COUR D'APPEL
DE
VERSAILLES
Code nac : 80A
19e chambre
ARRET N°
contradictoire
DU 11 JANVIER 2017
R.G. N° 15/01417
AFFAIRE :
SARLAU SIMED
C/
[I] [C]
Décision déférée à la cour : Jugement rendu le 09 Février 2015 par le Conseil de Prud'hommes - Formation paritaire de POISSY
Section : Industrie
N° RG : 14/00151
Copies exécutoires délivrées à :
SCP OLLIER ET ASSOCIES
Me Dominique DOLSA
Copies certifiées conformes délivrées à :
SARLAU SIMED
[I] [C]
le :
RÉPUBLIQUE FRANÇAISE
AU NOM DU PEUPLE FRANÇAIS
LE ONZE JANVIER DEUX MILLE DIX SEPT,
La cour d'appel de VERSAILLES, a rendu l'arrêt suivant dans l'affaire entre :
SARLAU SIMED
[Adresse 1]
[Localité 1]
Représentée par Me Juliette HUA de la SCP OLLIER ET ASSOCIES, avocat au barreau de MARSEILLE
APPELANTE
****************
Monsieur [I] [C]
[Adresse 2]
[Localité 2]
Assisté de Me Dominique DOLSA, avocat au barreau de VERSAILLES, vestiaire : 444
INTIMÉ
****************
Composition de la cour :
En application des dispositions de l'article 945-1 du code de procédure civile, l'affaire a été débattue le 04 Novembre 2016, en audience publique, les parties ne s'y étant pas opposées, devant Monsieur Stéphane BOUCHARD, conseiller chargé d'instruire l'affaire.
Ce magistrat a rendu compte des plaidoiries dans le délibéré de la cour, composée de :
Madame Claire GIRARD, Président,
Madame Marie-Christine HERVIER, Conseiller,
Monsieur Stéphane BOUCHARD, Conseiller,
Greffier, lors des débats : Madame Gaëlle POIRIER,
FAITS ET PROCÉDURE :
M. [I] [C] a été embauché à compter du 22 avril 1974 selon contrat de travail à durée indéterminée par la société Simed en qualité de peintre.
La convention collective applicable à la relation de travail est la convention collective de la métallurgie de la région parisienne.
Par contrat en date 1er juin 1994, la société Simed a attribué à M. [I] [C] un logement de fonction moyennant un loyer mensuel de 2 200 francs, soit 335,39 euros, révisable annuellement.
A compter du mois de juillet 2010, M. [C] a cessé de payer son loyer d'un montant de 415 euros à son employeur.
Par ordonnance en date du 26 septembre 2013, le juge du tribunal d'instance de Versailles a rendu exécutoire la recommandation de la commission d'examen des situations de surendettement des particuliers des Yvelines aux fins de rétablissement personnel sans liquidation judiciaire de M. [C].
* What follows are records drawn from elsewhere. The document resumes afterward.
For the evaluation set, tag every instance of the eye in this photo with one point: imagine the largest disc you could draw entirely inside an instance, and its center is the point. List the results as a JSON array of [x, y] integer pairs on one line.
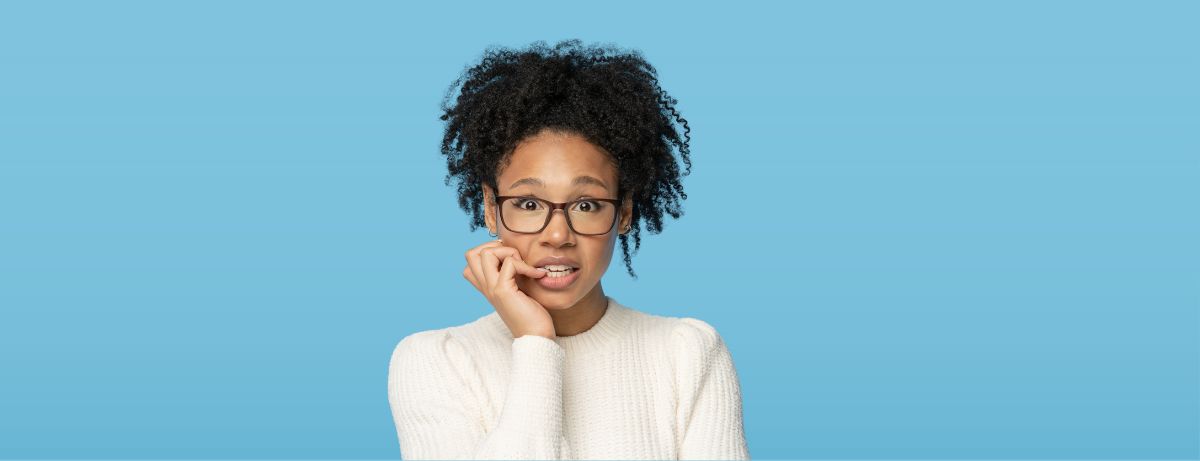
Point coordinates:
[[589, 205], [527, 204]]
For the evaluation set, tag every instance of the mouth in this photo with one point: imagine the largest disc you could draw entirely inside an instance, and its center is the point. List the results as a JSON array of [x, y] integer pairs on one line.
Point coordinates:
[[558, 276]]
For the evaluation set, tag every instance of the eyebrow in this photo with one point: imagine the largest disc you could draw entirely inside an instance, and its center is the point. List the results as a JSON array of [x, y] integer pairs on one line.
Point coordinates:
[[579, 180]]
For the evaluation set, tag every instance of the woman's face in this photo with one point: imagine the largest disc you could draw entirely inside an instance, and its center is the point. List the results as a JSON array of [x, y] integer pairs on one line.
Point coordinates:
[[549, 166]]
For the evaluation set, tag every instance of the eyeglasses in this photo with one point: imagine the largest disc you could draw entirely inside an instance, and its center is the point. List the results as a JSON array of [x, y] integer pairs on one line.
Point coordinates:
[[531, 215]]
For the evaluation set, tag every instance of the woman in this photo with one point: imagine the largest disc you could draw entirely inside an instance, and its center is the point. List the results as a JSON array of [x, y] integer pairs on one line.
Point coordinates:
[[559, 369]]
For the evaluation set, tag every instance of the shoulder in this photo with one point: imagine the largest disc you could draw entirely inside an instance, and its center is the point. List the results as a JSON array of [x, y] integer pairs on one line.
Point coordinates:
[[695, 337], [450, 343]]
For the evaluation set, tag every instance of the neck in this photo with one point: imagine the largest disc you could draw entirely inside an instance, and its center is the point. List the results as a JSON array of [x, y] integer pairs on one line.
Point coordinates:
[[581, 316]]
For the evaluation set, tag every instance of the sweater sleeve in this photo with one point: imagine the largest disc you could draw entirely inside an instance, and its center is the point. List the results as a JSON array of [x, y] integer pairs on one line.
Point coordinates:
[[432, 397], [709, 395]]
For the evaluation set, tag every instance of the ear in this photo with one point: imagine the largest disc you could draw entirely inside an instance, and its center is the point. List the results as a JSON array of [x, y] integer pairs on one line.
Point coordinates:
[[627, 213], [490, 209]]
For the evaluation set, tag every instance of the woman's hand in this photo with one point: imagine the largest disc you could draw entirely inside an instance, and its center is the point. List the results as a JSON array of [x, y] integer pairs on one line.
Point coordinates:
[[492, 268]]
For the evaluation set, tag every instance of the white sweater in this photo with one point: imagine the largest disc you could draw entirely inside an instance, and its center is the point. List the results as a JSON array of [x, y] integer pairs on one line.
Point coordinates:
[[633, 387]]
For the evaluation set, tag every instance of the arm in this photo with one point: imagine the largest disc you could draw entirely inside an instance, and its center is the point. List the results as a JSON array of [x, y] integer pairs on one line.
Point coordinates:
[[436, 414], [709, 395]]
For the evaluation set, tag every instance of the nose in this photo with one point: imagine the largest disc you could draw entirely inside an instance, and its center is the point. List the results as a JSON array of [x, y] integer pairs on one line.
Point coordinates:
[[557, 232]]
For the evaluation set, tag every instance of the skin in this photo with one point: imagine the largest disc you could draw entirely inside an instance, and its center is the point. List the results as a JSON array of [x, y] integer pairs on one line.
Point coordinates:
[[502, 269]]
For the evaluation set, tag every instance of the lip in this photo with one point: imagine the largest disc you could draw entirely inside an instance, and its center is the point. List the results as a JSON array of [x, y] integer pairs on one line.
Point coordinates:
[[557, 259], [558, 282]]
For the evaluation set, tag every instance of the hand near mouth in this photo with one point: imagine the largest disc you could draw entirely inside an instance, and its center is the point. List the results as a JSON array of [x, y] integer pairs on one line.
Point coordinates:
[[492, 268]]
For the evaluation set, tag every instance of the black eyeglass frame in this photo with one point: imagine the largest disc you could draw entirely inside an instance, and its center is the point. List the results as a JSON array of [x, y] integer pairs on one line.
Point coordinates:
[[558, 205]]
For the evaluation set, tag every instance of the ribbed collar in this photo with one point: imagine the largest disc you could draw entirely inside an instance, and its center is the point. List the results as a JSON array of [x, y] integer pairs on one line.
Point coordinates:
[[612, 325]]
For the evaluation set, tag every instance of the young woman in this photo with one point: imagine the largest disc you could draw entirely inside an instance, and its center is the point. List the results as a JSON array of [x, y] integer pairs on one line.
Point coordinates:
[[559, 153]]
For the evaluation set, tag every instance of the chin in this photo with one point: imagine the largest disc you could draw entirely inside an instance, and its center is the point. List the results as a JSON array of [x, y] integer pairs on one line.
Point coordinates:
[[555, 300]]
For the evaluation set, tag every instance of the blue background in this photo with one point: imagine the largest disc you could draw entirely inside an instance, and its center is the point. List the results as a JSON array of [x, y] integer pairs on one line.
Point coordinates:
[[925, 229]]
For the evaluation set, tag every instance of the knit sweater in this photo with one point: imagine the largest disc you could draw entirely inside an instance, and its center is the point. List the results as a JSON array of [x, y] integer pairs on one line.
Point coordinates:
[[633, 387]]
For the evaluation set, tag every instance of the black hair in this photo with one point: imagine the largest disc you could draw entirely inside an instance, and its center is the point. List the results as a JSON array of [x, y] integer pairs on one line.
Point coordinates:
[[606, 95]]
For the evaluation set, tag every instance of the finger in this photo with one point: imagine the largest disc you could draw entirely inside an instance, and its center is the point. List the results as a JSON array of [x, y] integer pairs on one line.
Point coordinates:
[[508, 270], [490, 267], [471, 276], [475, 263], [521, 267], [528, 270]]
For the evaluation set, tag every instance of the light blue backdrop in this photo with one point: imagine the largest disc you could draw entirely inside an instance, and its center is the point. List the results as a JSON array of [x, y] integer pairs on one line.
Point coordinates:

Par lettre recommandée avec avis de réception du 30 octobre 2013, la société Simed a notifié à M. [C] son licenciement pour motif économique.
Au moment de la rupture du contrat de travail, la rémunération mensuelle moyenne s'élevait à 1 771,51 euros brut.
Le 10 février 2014, M. [I] [C] a quitté le logement de fonction.
Le 21 mars 2014, M. [I] [C] a saisi le conseil de prud'hommes de Poissy (section industrie) aux fins d'obtenir le paiement de l'indemnité légale de licenciement et de l'indemnité compensatrice de congés payés que la société Simed refusait de lui verser en invoquant une compensation avec les dettes notamment de loyer de ce dernier.
Par un jugement du 9 février 2015, le conseil de prud'hommes a :
- fixé la créance de la société Simed à la somme de 866,67 euros au titre des loyers d'octobre 2013 à février 2014 ;
- condamné la société Simed à verser à M. [I] [C], avec intérêts légaux à compter du 28 avril 2014, date d'audience devant le bureau de conciliation, les sommes suivantes :
* 20 686,70 euros à titre d'indemnité de licenciement ;
* 2 250,34 euros à titre d'indemnité compensatrice de congés payés ;
- rappelé que l'exécution est de droit à titre provisoire sur les créances visées à l'article R. 1454-14, alinéa 2, du code du travail ;
- fixé la moyenne mensuelle des salaires à la somme de 1 771,51 euros ;
- débouté la société Simed de ses demandes reconventionnelles ;
- condamné la société Simed aux dépens, y compris ceux afférents aux actes et procédure d'exécution éventuels, et au paiement de la somme de 1 000 euros sur le fondement de l'article 700 du code de procédure civile.
Le 10 mars 2015, la société Simed a régulièrement relevé appel de ce jugement.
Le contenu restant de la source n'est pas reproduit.